I have a question to check whether following function is analytic or not using CR Equations. The question is
$$ f(z) = {1 \over(z-z^5)}$$
I just don't know how to start and separate them into real and imaginary parts. That seems kind of an easy question but i really am new to complex planes and so there are so many questions of this type causing problem to me. Thanks for help in advance
By using the notation $z$ as a variable I presume by analytical you mean holomorphic.
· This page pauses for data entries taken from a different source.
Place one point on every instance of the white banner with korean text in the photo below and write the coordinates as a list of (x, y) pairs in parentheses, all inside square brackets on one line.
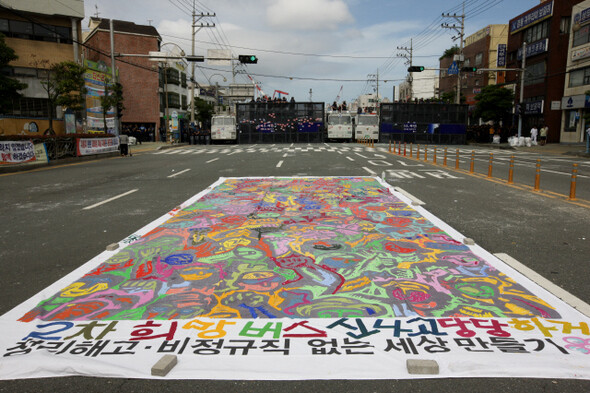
[(89, 146), (295, 278)]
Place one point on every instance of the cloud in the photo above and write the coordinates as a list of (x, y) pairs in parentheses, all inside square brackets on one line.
[(309, 14)]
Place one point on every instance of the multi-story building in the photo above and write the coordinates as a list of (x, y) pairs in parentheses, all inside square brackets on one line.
[(485, 49), (419, 86), (42, 34), (575, 103), (545, 29), (140, 77)]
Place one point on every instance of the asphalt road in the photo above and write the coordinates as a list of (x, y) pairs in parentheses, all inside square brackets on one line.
[(56, 219)]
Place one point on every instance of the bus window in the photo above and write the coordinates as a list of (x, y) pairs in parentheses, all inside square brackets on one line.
[(368, 120)]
The condition for a function $f$ to be holomorphic in a point $z_0\in \Bbb{C}$ is that the limit $\lim_{\epsilon \to 0 } \frac{f(z_0+\epsilon)-f(z_0)}{\epsilon}$ exists. This implies not only that $\frac{\partial f_r}{\partial x}$, $\frac{\partial f_i}{\partial x}$,$\frac{\partial f_r}{\partial y}$ and $\frac{\partial f_i}{\partial y}$ exist but also satisfy the Cauchy-Riemann conditions. These roughly tell us that the linear approximation of the function in a certain point is the multiplication with a complex number $a+\iota b$ and so in the complex plane takes the form $\bigl( \begin{smallmatrix} a & -b \\ b & a\end{smallmatrix} \bigr)$ i.e. a rotation and a scaling, and not a skew transformation. In practice it is enough when the function is expressed in $z$ only, without $\bar{z}$. This is the case of your function and $f'(z)=(5 z^4-1)/(z^2 (z^4-1)^2)$ which shows that $f$ is holomorphic everywhere except at the origin. Functions like $z+\bar{z}$ and $z/\bar{z}$ are not holomorphic.
Notice $z = re^{i \theta}$. Let me take a different approach than my comment, $$ \frac{1}{z^5-z} = \frac{1}{z}\frac{1}{z^4-1} $$ So, to put $1/z$ into Cartesian form multiply by $\bar{z}/\bar{z}$ and multiply by $\frac{\bar{z}^4-1}{\bar{z}^4-1}$. $$ \frac{1}{z^5-z} = \frac{\bar{z}}{z\bar{z}}\frac{\bar{z}^4-1}{(z^4-1)(\bar{z}^4-1)} = \frac{\bar{z}^5-\bar{z}}{z\bar{z}((z\bar{z})^4-z^4-\bar{z}^4+1)} $$ Ok, so $z = re^{i \theta}$ and $\bar{z} = re^{-i \theta}$ hence $z\bar{z}=r^2$ and $z^4 = r^4e^{4i \theta}=r^4(\cos 4 \theta+i \sin 4\theta)$ likewise $\bar{z}^4 = r^4e^{-4i \theta}=r^4(\cos 4 \theta-i \sin 4\theta)$ so we see $\bar{z}^4+z^4 =2r^4\cos \theta$. Thus, \begin{align} \frac{1}{z^5-z} &= \frac{r^5(\cos 5 \theta-i\sin 5\theta)-r(\cos \theta-i\sin \theta)}{r^2(r^8-2r^4\cos 4\theta+1)} \\ &= \underbrace{\frac{r^5\cos 5 \theta-r\cos \theta}{r^2(r^8-2r^4\cos 4\theta+1)}}_{U(r, \theta)} + i\underbrace{\left(\frac{-r^5\sin 5\theta+r\sin \theta}{r^2(r^8-2r^4\cos 4\theta+1)}\right)}_{V(r, \theta)} \end{align} There might be some easier way through the algebra, but, as you can see, polar CR-equations are probably not a good choice of analytical technique on this problem. I might ask it, but, just to build skill in trig and algebra manipulation.